Question 1 · Section 10

How HashMap Works Internally?

The core idea: HashMap uses a hash table — an internal array of buckets (bins).

Language versions: English Russian Ukrainian

🟢 Junior Level

HashMap is a Java collection that stores data in “key-value” format (Map). It allows very fast lookup, addition, and removal of elements by key.

The core idea: HashMap uses a hash table — an internal array of buckets (bins).
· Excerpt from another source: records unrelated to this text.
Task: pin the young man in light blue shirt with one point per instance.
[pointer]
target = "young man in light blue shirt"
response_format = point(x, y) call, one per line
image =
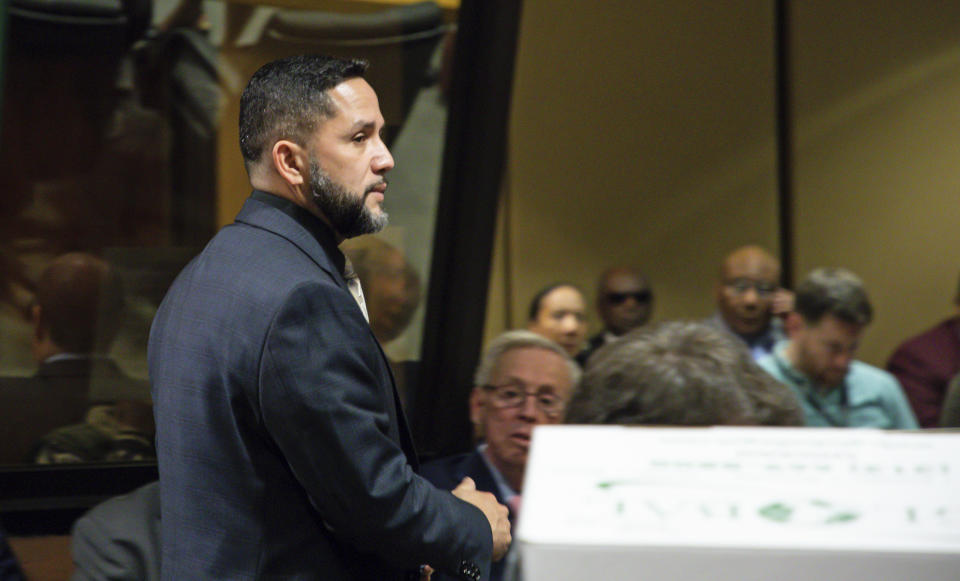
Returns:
point(830, 314)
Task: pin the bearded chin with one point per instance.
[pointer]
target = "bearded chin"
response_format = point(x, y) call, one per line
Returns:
point(347, 212)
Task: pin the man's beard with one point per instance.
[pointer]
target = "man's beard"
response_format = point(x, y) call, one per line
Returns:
point(347, 212)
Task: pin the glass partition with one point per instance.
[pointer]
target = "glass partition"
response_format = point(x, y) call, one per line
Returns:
point(121, 159)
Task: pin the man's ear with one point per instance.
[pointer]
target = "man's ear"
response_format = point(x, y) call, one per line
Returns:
point(291, 162)
point(793, 324)
point(476, 405)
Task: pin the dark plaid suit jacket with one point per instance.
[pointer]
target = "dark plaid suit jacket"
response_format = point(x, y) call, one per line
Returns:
point(446, 474)
point(282, 449)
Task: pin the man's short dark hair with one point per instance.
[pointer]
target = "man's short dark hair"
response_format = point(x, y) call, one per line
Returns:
point(836, 292)
point(286, 98)
point(536, 303)
point(680, 374)
point(81, 302)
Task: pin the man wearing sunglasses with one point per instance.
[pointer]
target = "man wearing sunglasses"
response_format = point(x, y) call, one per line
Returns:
point(523, 380)
point(624, 302)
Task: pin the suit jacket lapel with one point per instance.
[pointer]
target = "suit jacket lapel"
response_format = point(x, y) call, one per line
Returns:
point(296, 228)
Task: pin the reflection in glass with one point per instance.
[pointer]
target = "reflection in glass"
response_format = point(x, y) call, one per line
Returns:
point(119, 143)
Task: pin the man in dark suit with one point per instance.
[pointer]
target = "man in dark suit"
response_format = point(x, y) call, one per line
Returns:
point(76, 314)
point(624, 302)
point(925, 364)
point(523, 380)
point(282, 449)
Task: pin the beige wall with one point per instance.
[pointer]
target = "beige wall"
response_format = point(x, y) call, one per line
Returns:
point(878, 155)
point(643, 133)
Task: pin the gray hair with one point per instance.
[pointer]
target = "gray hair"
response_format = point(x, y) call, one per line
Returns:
point(680, 373)
point(519, 339)
point(833, 291)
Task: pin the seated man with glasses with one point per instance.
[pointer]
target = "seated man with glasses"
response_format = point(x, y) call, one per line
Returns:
point(750, 300)
point(523, 380)
point(817, 361)
point(624, 302)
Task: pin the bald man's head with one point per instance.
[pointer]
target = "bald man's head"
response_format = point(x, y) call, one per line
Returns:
point(749, 277)
point(624, 299)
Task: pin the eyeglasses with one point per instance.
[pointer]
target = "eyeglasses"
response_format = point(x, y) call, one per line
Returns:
point(740, 286)
point(642, 297)
point(512, 395)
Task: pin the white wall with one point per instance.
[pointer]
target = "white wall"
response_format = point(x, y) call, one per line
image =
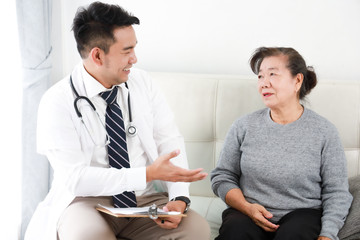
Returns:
point(213, 36)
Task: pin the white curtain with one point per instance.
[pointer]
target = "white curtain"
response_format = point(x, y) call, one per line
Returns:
point(34, 22)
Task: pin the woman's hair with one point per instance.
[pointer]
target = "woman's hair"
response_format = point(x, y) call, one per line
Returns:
point(296, 64)
point(94, 26)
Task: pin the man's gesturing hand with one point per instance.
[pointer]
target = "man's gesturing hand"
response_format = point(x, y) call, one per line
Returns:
point(163, 169)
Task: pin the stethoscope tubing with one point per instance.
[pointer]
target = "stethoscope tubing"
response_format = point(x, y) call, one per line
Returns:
point(131, 129)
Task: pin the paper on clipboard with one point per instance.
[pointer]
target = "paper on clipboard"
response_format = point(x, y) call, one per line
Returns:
point(135, 212)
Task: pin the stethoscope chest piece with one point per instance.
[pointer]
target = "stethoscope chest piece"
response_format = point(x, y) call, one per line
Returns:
point(131, 130)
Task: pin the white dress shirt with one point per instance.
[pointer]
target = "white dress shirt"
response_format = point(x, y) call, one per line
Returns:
point(77, 151)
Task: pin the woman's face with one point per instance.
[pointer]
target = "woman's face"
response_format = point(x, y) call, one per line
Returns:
point(278, 88)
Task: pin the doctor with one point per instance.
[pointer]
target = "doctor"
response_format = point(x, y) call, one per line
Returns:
point(77, 146)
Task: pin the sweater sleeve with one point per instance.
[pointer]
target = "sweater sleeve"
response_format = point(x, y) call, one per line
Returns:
point(226, 175)
point(336, 198)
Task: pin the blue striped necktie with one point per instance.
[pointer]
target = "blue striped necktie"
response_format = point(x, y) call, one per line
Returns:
point(117, 149)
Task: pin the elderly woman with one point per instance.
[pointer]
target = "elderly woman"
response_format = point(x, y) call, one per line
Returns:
point(282, 170)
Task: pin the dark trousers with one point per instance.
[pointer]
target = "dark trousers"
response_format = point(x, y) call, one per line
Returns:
point(300, 224)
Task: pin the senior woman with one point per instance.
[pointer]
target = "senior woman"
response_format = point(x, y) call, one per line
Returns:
point(282, 170)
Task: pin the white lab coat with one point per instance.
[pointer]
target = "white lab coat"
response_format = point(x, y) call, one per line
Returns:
point(60, 128)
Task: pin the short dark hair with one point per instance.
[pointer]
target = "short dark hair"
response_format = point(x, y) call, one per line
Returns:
point(94, 26)
point(296, 64)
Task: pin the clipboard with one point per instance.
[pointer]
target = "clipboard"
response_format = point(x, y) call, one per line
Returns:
point(152, 212)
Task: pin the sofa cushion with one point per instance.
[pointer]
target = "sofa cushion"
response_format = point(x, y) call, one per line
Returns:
point(351, 228)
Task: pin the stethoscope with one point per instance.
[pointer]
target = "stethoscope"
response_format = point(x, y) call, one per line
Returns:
point(131, 130)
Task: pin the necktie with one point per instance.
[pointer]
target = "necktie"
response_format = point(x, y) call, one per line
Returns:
point(117, 149)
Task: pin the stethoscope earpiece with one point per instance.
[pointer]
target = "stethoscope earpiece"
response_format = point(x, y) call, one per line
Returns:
point(131, 129)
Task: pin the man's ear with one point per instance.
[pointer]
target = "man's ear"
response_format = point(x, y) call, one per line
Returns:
point(299, 81)
point(96, 56)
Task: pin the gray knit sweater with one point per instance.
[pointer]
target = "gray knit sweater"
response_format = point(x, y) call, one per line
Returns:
point(286, 167)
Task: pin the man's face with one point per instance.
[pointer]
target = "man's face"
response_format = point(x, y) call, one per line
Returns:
point(120, 58)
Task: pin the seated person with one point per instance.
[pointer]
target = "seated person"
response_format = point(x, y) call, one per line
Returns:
point(282, 170)
point(104, 153)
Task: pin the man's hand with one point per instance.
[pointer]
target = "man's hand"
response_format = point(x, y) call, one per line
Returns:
point(163, 169)
point(260, 217)
point(173, 221)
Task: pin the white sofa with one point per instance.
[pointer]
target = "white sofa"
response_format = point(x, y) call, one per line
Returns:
point(206, 105)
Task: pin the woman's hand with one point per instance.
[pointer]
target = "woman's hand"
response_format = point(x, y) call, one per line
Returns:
point(256, 212)
point(173, 221)
point(323, 238)
point(260, 217)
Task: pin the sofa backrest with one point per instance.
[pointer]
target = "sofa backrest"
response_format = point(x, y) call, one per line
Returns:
point(205, 106)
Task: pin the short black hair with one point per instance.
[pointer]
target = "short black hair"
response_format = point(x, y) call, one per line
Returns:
point(296, 64)
point(94, 26)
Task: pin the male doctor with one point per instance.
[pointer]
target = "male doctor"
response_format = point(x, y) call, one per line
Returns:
point(74, 134)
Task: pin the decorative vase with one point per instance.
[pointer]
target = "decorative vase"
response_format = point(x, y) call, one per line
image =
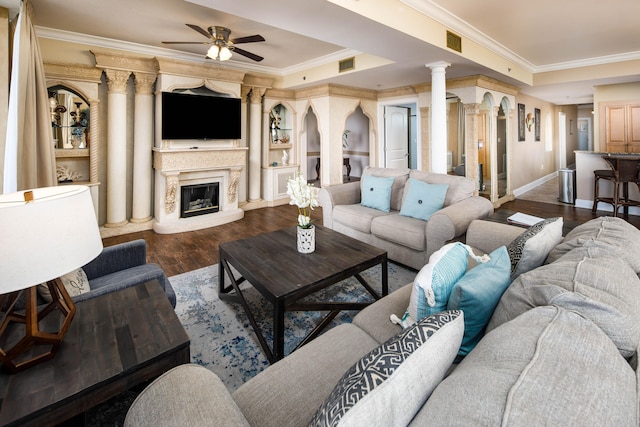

Why it’s fast: Unlike ArrayList, which iterates through all elements (O(n)), HashMap computes a special number (hash) of the key and goes directly to the right cell — like going to a specific locker number instead of checking every locker. When you add an element, HashMap computes the key’s hash to determine which bucket to put it in. When searching, it recomputes the same hash and goes directly to the right bucket.

Example:

Map<String, Integer> ages = new HashMap<>();
ages.put("Alice", 30);  // hashCode("Alice") = 63154590 → index = 15 → table[15]
ages.put("Bob", 25);    // hashCode("Bob") = 66133 → index = 5 → table[5]
System.out.println(ages.get("Alice")); // 30 — same hash, same index 15

When to use:

  • When you need fast lookup by key
  • When element order doesn’t matter
  • When you need one of the fastest options for lookup (average O(1))

When NOT to Use HashMap

  1. Insertion order needed — use LinkedHashMap
  2. Sorted by key — TreeMap
  3. Multi-threaded access — ConcurrentHashMap
  4. Memory-critical with few elements — ArrayList with linear search may be cheaper

🟡 Middle Level

How It Works Internally

HashMap consists of several key fields:

transient Node<K,V>[] table; // Array of buckets (lazily initialized on first put)
int threshold;               // Resize threshold (capacity * loadFactor)
final float loadFactor;      // Load factor (default 0.75)
transient int size;          // Current number of elements

How put() works:

  1. On the first put(), an array of 16 buckets is created (lazy initialization, Java 8+). In Java 7, the array was created at construction.
  2. hash(key) is computed — a spread (perturbed) hash code of the key.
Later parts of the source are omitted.